Em 1957, o governador Jânio Quadros, que queria implantar
naquela área um presídio agrícola, mudou de
idéia e assinou o decreto de criação do Instituto
de Zootecnia e Indústrias Pecuárias (Izip)
depois denominado Centro Intraunidade de Zootecnia e Indústria
Pecuária (Cizip) , anexo à Faculdade de Medicina
Veterinária da USP. A possibilidade de abrigar os alunos
de 15 a 25 anos antes atendidos pela antiga Escola Prática
era o motivo central dessa novidade pedagógica, cujos cursos
de formação técnica deveriam abastecer o mercado
de trabalho com jovens que não tivessem chances de prosseguir
os estudos acadêmicos, destaca o livro. Mas também
um novo modelo de universidade ganhava espaço, adequando-se
à internacionalização da economia e ao avanço
das indústrias de fertilizantes, insumos agrícolas
e mesmo das de produção de alimentos, que se expandiam
pelo interior de São Paulo.
O livro destaca que os professores da Universidade temiam o enfraquecimento
da pesquisa, já que o nível técnico não
daria conta da produção de conhecimentos. Essa
polêmica opôs dois grupos e, de certo modo, marcou o
cotidiano da instituição, notam as autoras.
O curso técnico agrícola ministrado pela USP em Pirassununga
existiu até 1974. Em 1978, a Faculdade de Medicina Veterinária
criou o curso de Zootecnia, em que algumas disciplinas eram ministradas
na área da antiga Escola Prática de Agricultura.

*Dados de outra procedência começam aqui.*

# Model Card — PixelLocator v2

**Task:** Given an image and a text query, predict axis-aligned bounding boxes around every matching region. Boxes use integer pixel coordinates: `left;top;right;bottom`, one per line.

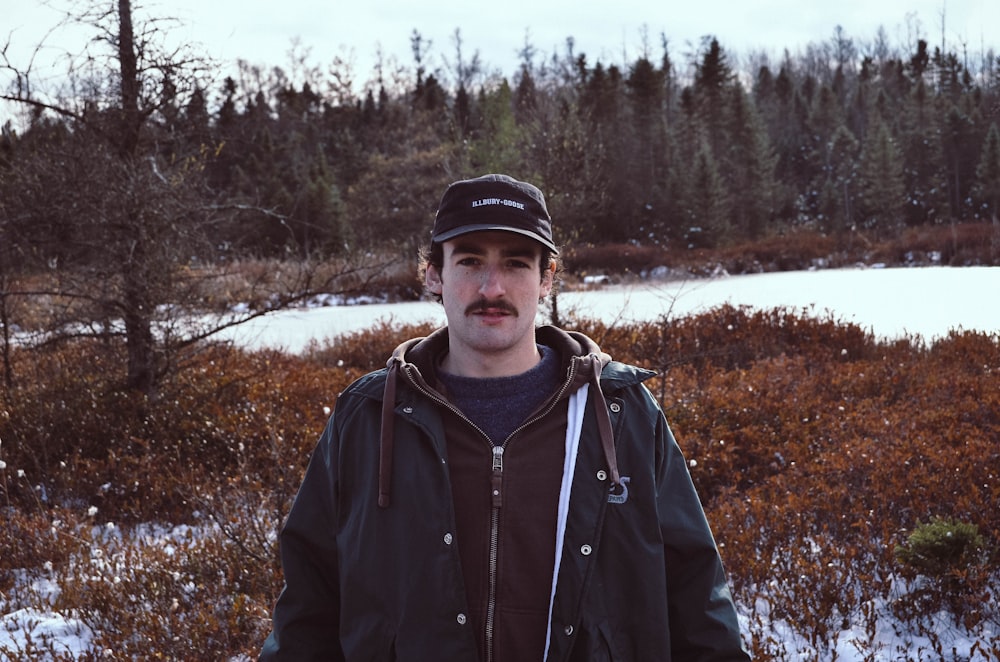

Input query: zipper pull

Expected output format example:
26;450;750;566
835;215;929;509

490;446;503;508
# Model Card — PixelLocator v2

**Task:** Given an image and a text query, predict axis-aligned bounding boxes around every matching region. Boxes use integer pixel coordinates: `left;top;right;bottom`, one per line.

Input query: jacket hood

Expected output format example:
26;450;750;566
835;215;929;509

378;326;656;508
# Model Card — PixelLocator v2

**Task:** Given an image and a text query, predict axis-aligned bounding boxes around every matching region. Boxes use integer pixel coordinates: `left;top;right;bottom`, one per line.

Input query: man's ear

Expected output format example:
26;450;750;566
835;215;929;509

424;264;441;295
539;262;556;299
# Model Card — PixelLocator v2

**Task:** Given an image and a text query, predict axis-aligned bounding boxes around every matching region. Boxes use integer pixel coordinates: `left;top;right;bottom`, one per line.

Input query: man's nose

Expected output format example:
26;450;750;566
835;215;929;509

479;267;504;299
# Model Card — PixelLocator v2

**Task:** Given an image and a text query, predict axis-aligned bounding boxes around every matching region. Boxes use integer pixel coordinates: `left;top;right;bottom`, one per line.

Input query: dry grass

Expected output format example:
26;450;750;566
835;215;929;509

0;308;1000;660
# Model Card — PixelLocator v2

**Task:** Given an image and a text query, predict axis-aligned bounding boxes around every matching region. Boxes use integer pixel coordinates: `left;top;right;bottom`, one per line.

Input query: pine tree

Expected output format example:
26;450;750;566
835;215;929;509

975;123;1000;223
861;121;905;236
725;84;777;237
684;140;730;247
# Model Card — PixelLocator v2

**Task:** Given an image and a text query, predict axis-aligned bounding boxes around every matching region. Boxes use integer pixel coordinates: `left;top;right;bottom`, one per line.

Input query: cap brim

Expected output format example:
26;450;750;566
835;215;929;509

431;223;559;255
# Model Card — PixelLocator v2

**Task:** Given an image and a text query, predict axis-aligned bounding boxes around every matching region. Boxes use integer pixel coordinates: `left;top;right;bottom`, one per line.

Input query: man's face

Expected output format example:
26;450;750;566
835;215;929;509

425;231;552;374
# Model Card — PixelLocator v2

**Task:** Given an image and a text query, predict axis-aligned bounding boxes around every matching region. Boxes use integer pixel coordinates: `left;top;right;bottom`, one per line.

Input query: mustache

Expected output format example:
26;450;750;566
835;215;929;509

465;299;518;317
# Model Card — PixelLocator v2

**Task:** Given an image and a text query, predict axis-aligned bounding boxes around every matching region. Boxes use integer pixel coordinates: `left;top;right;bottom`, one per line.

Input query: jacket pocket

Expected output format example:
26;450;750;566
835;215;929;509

569;621;624;662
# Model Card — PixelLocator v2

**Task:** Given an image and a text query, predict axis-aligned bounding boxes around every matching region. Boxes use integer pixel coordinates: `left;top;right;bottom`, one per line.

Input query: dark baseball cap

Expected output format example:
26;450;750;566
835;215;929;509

431;174;559;253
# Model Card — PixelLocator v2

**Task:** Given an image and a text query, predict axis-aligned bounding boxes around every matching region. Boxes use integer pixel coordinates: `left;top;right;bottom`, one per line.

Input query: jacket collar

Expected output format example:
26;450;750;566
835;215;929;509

372;326;656;508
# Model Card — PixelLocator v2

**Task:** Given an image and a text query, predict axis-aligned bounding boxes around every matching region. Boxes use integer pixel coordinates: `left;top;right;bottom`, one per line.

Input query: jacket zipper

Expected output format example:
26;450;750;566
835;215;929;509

404;357;578;662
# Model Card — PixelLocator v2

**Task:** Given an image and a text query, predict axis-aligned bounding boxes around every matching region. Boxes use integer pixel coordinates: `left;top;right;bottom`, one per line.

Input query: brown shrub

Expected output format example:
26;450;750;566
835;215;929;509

0;314;1000;659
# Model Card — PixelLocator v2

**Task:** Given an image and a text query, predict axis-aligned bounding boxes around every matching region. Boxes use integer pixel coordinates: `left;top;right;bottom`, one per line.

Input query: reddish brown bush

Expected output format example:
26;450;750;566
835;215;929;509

0;307;1000;660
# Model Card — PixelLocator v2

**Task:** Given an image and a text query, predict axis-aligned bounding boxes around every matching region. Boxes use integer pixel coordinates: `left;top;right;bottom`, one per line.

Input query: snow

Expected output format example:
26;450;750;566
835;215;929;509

0;609;93;657
213;267;1000;352
0;267;1000;662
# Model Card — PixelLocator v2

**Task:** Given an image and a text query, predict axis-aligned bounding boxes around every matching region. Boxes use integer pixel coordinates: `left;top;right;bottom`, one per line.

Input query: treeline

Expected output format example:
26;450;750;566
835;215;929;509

0;15;1000;266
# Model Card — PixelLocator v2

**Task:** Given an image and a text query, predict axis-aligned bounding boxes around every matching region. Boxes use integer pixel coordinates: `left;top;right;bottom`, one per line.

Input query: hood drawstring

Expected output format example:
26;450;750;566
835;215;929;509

588;354;622;488
378;357;402;508
378;354;621;508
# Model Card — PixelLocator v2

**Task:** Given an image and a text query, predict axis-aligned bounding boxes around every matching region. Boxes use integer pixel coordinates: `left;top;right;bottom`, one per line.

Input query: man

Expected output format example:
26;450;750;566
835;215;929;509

261;175;749;662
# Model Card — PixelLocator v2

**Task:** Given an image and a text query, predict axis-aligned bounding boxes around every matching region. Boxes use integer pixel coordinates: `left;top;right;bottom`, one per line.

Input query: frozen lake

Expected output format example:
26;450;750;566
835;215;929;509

215;267;1000;352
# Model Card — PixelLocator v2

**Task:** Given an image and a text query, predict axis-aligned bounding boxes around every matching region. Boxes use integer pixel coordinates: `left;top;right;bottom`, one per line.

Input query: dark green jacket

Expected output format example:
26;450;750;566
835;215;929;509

261;327;749;662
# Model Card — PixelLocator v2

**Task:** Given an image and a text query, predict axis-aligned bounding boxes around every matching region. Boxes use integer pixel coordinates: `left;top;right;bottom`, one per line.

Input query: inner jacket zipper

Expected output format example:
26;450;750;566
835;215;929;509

404;357;579;662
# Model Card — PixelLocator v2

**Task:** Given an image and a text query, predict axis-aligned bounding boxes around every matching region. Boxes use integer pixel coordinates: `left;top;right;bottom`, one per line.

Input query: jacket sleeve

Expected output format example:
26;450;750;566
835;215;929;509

657;407;750;662
260;414;344;662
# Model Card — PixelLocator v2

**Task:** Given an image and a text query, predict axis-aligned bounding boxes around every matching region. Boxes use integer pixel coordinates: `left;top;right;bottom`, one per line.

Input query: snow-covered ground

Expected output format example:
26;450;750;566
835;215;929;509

215;267;1000;352
0;267;1000;662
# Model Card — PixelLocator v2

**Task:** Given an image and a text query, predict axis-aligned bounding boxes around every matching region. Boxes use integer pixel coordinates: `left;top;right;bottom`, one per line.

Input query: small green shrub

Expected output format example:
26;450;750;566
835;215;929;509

896;517;986;578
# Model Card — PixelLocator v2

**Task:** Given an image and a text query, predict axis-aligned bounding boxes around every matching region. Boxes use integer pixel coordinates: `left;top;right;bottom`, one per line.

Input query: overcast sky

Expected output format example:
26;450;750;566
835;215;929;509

0;0;1000;92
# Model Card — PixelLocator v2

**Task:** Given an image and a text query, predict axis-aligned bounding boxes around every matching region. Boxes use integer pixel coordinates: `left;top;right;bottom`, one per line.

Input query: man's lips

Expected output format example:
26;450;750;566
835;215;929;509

465;302;517;317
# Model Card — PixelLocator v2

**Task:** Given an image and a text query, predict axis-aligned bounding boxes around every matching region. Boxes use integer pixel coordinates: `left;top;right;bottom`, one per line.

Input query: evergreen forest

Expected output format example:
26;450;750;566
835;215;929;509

0;10;1000;268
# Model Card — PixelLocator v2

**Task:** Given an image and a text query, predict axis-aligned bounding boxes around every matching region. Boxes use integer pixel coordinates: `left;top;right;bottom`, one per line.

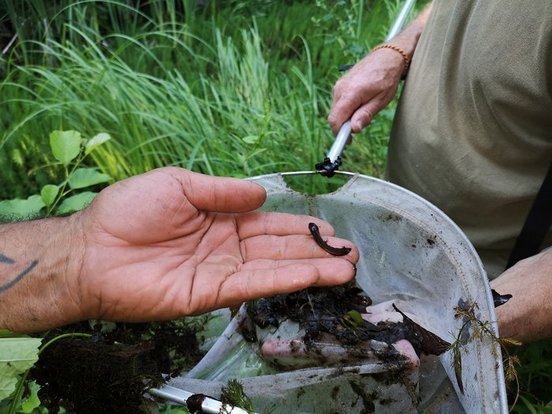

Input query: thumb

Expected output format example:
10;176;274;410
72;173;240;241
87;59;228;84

177;169;266;213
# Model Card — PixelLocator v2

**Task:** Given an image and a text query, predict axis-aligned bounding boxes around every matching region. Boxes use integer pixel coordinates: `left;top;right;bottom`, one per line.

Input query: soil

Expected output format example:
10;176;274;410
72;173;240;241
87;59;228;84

242;283;450;355
31;320;207;413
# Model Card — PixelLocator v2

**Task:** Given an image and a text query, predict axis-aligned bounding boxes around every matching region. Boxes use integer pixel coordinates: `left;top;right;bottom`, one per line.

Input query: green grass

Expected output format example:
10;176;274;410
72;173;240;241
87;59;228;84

0;1;406;198
0;0;552;413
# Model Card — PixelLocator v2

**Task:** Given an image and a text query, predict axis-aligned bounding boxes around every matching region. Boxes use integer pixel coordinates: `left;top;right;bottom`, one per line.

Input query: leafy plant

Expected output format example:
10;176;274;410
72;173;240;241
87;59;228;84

0;130;111;221
450;302;521;404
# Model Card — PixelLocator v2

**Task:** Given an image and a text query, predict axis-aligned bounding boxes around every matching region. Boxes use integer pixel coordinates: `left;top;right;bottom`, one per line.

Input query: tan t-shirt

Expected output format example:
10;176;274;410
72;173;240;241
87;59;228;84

387;0;552;277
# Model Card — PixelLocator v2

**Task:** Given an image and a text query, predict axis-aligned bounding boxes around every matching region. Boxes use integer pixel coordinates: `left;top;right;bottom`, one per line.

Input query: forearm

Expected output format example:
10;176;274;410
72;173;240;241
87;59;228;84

0;215;83;332
491;249;552;342
389;3;432;58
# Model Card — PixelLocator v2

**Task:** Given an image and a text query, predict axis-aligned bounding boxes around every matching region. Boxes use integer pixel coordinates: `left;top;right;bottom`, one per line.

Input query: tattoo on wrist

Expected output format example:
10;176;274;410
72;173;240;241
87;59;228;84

0;254;38;294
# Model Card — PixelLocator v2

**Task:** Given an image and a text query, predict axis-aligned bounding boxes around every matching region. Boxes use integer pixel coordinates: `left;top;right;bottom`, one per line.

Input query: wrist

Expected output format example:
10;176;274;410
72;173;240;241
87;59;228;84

0;215;83;332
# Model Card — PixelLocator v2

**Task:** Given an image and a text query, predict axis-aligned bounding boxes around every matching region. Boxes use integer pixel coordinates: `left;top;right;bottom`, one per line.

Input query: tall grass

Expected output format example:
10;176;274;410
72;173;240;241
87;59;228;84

0;0;552;413
0;1;406;197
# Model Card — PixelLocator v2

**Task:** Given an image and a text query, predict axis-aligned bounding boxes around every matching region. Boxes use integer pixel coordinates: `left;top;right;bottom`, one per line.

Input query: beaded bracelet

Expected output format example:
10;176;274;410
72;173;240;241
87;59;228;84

372;43;410;77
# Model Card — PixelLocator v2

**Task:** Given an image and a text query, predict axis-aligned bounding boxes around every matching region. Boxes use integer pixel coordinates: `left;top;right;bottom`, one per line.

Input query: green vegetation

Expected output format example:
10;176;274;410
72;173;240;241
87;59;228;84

0;0;552;413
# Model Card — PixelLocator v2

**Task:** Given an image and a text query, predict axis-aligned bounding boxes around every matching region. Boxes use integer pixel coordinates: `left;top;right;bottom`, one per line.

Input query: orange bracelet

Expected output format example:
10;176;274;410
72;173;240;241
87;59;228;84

372;43;410;77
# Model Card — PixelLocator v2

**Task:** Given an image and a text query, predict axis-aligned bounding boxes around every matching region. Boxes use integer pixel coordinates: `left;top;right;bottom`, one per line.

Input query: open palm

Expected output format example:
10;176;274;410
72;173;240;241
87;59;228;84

80;168;358;321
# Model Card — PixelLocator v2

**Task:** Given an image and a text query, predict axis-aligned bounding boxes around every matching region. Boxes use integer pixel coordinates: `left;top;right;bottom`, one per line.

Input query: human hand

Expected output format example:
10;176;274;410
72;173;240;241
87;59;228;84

328;49;405;134
491;248;552;342
76;168;358;321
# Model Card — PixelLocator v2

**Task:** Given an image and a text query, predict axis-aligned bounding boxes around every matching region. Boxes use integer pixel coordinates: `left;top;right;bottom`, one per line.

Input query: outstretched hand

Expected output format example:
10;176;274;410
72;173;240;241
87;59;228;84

79;168;358;321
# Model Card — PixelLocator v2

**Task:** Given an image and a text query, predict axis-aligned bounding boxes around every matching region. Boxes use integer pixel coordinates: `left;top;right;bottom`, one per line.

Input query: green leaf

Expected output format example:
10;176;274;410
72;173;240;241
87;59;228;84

A fase atual da USP de Pirassununga teve início em 1989,
na gestão do reitor José Goldemberg, quando o Conselho
Universitário aprovou a transformação daquela
área num campus autônomo. Em 1992, foi criada a Faculdade
de Zootecnia e Engenharia de Alimentos (FZEA), instalada em Pirassununga,
que passou a ser responsável pelo curso de Zootecnia implantado
pela Faculdade de Medicina Veterinária e Zootecnia em 1978.
Dada a importância desse ramo, tanto para a economia
interna do País como para as crescentes exportações
brasileiras, a FZEA estruturou um curso de pós-graduação
em Zootecnia na área de Qualidade e Produtividade Animal,
iniciado em 1994 com nível de mestrado, e expandido em 2001
para o doutorado, informa o livro. A amplitude de seu
território e toda a infra-estrutura do campus permitem que
a FZEA se amplie ainda mais, adaptando-se ao novo modo de organização
da sociedade humana decorrente da globalização do
capital financeiro e da nova revolução industrial.